A U.S. appeals court on Friday ruled against TikTok’s emergency request to delay enforcement of a law that could lead to the app’s ban. As a result, its Chinese parent company, ByteDance, must sell TikTok’s ownership by January 19 or face a potential prohibition, Reuters reports.
Earlier this week, TikTok and ByteDance had filed an emergency petition in the U.S. Court of Appeals for the District of Columbia, seeking more time to bring their case before the Supreme Court. The company warned that without a court intervention, the enforcement of the law would shut down a platform currently used by 170 million monthly users in the United States.
However, the court ruled on Friday that TikTok and ByteDance failed to present any precedent where a law’s enforcement was delayed after being deemed constitutional by the courts.
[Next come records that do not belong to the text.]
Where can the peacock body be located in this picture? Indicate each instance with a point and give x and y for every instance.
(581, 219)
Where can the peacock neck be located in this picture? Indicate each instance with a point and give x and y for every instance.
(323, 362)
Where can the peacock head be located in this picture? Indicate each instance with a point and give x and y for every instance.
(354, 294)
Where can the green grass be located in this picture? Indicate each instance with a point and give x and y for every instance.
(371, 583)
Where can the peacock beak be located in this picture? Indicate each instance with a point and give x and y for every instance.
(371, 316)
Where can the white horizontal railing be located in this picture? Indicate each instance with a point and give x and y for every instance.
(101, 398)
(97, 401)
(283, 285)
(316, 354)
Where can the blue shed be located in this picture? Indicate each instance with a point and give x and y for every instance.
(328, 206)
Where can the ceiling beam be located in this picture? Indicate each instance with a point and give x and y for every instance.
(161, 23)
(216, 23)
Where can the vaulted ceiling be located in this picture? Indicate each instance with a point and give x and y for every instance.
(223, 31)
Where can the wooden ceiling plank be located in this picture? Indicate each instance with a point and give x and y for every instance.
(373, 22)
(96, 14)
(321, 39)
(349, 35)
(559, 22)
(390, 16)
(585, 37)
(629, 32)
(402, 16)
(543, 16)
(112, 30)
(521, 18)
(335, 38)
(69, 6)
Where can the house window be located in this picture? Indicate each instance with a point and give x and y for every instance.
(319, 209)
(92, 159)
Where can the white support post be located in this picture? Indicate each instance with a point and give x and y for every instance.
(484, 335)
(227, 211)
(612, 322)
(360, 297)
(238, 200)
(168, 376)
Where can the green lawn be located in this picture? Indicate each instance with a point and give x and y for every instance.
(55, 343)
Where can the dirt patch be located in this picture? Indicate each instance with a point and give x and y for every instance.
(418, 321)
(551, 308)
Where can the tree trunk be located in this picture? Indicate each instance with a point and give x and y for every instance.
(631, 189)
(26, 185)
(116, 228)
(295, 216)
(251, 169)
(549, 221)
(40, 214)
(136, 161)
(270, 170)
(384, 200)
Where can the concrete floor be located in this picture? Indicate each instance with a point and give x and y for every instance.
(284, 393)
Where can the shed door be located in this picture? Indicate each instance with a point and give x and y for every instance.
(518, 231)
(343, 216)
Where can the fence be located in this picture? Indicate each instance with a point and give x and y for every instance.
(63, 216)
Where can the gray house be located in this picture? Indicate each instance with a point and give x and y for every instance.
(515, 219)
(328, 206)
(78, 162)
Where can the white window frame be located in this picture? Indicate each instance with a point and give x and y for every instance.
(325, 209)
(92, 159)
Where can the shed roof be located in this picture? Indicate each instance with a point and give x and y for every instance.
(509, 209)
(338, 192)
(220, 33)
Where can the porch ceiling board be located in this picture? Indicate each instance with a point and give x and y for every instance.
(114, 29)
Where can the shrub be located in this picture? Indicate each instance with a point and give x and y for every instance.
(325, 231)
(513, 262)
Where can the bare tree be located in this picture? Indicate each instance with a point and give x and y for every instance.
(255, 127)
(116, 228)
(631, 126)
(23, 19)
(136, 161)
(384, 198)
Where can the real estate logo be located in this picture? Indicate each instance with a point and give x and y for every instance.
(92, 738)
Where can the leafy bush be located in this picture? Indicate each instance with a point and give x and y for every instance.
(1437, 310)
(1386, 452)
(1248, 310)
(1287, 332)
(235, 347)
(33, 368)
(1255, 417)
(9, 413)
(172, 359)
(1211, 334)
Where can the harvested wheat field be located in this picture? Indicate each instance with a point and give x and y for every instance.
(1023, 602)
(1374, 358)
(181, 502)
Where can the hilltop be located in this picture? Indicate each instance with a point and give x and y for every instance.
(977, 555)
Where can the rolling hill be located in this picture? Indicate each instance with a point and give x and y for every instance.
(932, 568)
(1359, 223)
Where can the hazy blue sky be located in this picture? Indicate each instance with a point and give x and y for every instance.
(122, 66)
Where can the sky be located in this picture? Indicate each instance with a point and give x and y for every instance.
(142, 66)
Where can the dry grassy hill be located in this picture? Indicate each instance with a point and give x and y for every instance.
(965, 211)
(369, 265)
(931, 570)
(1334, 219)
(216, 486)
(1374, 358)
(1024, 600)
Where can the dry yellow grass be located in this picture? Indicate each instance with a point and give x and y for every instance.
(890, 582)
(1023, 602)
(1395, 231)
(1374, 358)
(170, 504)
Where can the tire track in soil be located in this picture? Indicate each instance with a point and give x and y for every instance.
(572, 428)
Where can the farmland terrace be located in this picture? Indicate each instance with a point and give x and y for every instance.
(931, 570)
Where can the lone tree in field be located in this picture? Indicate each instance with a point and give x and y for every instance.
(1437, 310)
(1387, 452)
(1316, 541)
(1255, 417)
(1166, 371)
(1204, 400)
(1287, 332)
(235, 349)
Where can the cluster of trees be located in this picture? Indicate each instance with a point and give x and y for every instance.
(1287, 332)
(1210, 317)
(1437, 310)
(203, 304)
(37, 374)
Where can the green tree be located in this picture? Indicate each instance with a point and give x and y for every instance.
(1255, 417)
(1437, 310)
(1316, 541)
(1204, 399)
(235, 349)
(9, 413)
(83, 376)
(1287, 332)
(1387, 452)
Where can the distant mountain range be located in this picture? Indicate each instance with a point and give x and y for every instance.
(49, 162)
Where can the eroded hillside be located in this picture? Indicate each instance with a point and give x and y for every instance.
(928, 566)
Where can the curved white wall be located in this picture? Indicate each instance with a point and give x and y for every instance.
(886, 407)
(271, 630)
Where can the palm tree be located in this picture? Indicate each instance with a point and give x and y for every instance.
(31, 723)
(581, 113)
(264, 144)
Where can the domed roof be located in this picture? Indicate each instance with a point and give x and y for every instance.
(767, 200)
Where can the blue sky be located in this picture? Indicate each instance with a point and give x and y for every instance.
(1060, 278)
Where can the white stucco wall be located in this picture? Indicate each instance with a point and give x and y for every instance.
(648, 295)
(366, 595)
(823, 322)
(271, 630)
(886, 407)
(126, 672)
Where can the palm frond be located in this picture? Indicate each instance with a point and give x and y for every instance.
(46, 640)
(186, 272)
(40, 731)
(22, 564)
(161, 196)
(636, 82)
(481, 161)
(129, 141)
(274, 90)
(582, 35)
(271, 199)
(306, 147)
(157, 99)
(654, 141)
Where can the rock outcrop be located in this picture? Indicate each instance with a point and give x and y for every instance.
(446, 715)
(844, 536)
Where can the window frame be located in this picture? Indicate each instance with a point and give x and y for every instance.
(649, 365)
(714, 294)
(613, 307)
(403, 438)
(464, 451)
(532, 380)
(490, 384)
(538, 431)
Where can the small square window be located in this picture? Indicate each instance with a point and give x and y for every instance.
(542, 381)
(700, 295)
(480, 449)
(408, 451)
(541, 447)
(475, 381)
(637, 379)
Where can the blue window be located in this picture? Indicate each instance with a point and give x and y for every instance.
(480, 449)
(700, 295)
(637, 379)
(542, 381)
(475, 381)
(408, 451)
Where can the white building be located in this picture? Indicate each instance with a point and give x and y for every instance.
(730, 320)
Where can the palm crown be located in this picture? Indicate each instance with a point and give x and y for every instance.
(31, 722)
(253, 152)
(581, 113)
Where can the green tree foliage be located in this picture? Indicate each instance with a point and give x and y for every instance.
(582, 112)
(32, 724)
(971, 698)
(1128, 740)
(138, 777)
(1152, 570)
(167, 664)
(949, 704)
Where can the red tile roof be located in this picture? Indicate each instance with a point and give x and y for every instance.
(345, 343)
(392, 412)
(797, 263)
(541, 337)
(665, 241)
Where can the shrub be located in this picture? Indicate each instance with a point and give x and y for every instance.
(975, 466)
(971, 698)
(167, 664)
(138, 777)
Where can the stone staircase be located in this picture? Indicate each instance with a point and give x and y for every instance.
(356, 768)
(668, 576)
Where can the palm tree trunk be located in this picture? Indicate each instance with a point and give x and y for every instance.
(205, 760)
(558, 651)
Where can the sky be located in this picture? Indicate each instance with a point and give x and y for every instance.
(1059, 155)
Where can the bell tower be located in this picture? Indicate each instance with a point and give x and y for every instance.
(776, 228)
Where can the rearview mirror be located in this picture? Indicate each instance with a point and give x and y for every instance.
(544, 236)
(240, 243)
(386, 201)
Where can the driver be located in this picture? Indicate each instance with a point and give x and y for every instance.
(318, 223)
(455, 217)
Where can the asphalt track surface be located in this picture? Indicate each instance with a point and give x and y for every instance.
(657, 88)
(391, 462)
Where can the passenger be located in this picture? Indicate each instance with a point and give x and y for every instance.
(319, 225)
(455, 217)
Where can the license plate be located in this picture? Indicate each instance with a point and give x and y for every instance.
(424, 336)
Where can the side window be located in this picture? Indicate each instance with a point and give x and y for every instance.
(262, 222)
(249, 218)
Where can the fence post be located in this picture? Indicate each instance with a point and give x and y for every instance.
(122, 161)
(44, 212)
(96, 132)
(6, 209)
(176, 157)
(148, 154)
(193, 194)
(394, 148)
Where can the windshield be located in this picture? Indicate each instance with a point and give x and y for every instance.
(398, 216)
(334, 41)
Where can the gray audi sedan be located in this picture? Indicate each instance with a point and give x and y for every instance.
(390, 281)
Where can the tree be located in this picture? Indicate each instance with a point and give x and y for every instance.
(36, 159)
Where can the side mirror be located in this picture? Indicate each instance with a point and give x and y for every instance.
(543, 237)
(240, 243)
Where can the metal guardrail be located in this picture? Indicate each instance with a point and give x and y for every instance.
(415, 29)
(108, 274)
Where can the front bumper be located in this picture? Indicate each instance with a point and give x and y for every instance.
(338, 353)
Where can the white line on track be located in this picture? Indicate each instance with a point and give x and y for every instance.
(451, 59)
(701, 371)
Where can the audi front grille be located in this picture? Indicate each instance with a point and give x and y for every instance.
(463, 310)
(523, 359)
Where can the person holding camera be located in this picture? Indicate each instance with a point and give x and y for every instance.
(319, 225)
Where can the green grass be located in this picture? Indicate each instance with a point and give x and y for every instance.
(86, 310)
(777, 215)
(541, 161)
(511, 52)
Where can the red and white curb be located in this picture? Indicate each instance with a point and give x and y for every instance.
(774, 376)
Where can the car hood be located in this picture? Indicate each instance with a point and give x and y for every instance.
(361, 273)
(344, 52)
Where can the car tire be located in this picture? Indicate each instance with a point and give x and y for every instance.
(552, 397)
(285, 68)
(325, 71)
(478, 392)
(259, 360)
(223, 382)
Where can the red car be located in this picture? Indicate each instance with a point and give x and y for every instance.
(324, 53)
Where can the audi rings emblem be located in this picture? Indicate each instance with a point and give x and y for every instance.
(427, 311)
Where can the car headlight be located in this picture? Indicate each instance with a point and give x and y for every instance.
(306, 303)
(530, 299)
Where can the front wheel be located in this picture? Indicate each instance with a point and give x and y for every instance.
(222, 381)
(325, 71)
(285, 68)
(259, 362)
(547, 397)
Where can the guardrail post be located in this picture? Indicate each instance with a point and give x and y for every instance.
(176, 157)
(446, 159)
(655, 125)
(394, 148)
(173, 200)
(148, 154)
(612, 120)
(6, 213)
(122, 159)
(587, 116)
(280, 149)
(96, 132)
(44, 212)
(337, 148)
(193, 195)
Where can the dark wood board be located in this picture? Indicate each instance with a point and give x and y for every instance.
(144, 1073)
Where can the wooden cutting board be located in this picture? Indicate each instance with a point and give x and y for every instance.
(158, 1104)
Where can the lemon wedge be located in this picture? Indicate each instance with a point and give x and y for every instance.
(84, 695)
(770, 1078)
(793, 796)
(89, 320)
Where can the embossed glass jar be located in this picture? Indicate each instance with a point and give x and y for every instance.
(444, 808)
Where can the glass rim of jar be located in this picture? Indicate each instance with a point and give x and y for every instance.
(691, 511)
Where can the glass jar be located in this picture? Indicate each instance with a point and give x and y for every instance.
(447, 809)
A TikTok spokesperson announced that the company plans to take its case to the Supreme Court following the ruling.
Under the new law, ByteDance must divest its ownership of TikTok by January 19 to avoid a ban. The law also grants the U.S. government the authority to ban other foreign-owned apps over concerns about the collection of Americans’ data.
The U.S. government has described TikTok, owned by China-based ByteDance, as a national security threat. TikTok, however, insists that its data and content management are based in the United States and stored in Oracle-operated cloud servers.